United Therapeutics/Mochida Pharmaceutical
2016 sales: $614 million
United Therapeutics was built on Remodulin. The company grew out of a career change for CEO Martine Rothblatt, who built Sirius satellite radio before getting into pharma. Her son’s diagnosis of pulmonary arterial hypertension (PAH) inspired the move—and Remodulin, which was approved in 2002.
Since then, several other companies have jumped into the PAH field. Actelion, whose drugs Opsumit and Tracleer are also on this list, drew a $30 billion buyout by Johnson & Johnson last year, putting its PAH portfolio in J&J’s hands. Gilead’s Letairis—also on this list—is a PAH treatment as well. And Bayer has its own competitor, Adempas, which it sees as one of its top growth products.

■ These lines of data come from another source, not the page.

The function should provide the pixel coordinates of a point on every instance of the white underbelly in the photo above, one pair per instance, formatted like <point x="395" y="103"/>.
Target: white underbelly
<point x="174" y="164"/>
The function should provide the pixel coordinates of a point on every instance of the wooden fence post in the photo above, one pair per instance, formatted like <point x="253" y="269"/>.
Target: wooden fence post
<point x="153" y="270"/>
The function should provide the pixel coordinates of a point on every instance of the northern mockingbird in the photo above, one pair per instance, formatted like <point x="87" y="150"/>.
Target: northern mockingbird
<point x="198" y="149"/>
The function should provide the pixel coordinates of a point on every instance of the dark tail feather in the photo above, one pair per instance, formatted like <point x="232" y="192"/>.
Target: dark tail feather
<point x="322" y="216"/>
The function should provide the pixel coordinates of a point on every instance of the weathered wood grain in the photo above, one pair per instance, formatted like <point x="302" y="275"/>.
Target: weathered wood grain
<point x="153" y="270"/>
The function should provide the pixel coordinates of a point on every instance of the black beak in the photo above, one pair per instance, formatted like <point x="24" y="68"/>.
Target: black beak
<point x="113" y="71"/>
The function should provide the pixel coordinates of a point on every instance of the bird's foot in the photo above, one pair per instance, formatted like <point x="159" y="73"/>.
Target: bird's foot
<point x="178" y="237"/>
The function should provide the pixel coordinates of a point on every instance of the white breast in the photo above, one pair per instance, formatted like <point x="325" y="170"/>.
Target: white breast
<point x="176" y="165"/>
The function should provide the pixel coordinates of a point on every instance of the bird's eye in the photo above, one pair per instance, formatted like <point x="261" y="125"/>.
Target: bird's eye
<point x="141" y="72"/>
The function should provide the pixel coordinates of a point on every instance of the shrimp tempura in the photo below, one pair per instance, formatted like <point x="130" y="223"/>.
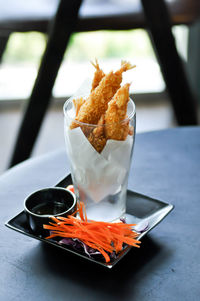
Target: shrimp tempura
<point x="78" y="103"/>
<point x="97" y="103"/>
<point x="98" y="75"/>
<point x="97" y="136"/>
<point x="117" y="108"/>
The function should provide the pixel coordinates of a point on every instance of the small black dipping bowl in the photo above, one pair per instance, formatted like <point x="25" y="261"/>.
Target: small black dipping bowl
<point x="42" y="204"/>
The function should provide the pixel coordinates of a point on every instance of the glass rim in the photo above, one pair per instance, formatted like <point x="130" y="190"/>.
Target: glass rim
<point x="130" y="116"/>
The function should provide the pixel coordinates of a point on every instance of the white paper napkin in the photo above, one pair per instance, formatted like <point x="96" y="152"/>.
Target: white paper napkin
<point x="98" y="174"/>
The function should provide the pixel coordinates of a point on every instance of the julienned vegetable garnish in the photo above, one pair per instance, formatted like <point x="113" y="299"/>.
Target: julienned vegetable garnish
<point x="102" y="236"/>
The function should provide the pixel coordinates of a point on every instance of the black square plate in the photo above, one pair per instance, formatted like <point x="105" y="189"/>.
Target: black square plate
<point x="141" y="210"/>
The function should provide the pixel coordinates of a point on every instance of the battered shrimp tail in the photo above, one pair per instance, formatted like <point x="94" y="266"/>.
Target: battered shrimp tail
<point x="125" y="66"/>
<point x="99" y="74"/>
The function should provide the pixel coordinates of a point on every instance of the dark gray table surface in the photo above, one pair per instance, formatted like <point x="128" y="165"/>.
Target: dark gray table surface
<point x="166" y="165"/>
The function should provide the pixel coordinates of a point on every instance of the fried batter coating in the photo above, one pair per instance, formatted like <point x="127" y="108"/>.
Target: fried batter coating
<point x="78" y="103"/>
<point x="98" y="75"/>
<point x="97" y="103"/>
<point x="97" y="136"/>
<point x="116" y="128"/>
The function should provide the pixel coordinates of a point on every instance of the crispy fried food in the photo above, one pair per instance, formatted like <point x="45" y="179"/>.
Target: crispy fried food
<point x="97" y="103"/>
<point x="97" y="136"/>
<point x="116" y="128"/>
<point x="98" y="75"/>
<point x="78" y="103"/>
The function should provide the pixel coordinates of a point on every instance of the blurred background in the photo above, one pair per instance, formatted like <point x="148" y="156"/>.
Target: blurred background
<point x="21" y="60"/>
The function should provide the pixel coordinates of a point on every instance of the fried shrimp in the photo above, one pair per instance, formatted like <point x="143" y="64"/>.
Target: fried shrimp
<point x="97" y="103"/>
<point x="116" y="128"/>
<point x="78" y="103"/>
<point x="97" y="136"/>
<point x="98" y="75"/>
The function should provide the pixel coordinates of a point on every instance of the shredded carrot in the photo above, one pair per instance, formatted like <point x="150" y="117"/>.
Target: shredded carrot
<point x="103" y="236"/>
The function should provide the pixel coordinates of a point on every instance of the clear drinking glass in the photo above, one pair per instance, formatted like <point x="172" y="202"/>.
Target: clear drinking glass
<point x="100" y="177"/>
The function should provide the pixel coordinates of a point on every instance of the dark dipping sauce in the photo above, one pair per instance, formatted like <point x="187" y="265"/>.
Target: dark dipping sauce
<point x="49" y="208"/>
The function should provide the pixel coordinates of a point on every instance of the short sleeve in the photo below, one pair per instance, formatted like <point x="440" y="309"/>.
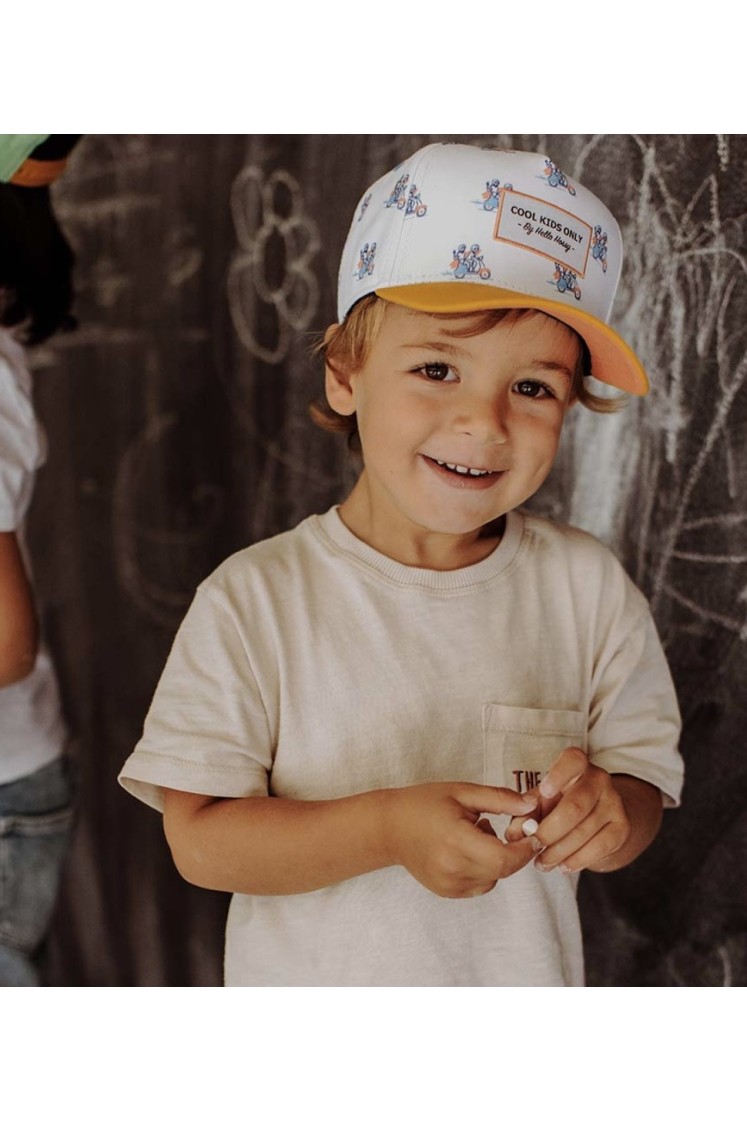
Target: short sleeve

Still, Remodulin is growing; its $602 million in 2016 sales were an uptick from $572.8 million in 2015. Another small part of $12 million came from Mochida Pharmaceutical, which sells the drug in Japan as Treprost.
Remodulin is nearing the end of its exclusivity, however; it’s set to face generic competition next year under patent settlements the company has struck with Teva Pharmaceutical and Sandoz. The company has won approval of a follow-up med, Orenitram, that it hopes can help fill the gap. It’s an oral version of Remodulin, so it comes in a more convenient form than its injectable predecessor. It brought in $130 million last year, an increase of almost one-third over 2015.
The company is also working on “multiple second-generation Remodulin delivery systems” that are now in late-stage testing, according to the company’s 2016 earnings release.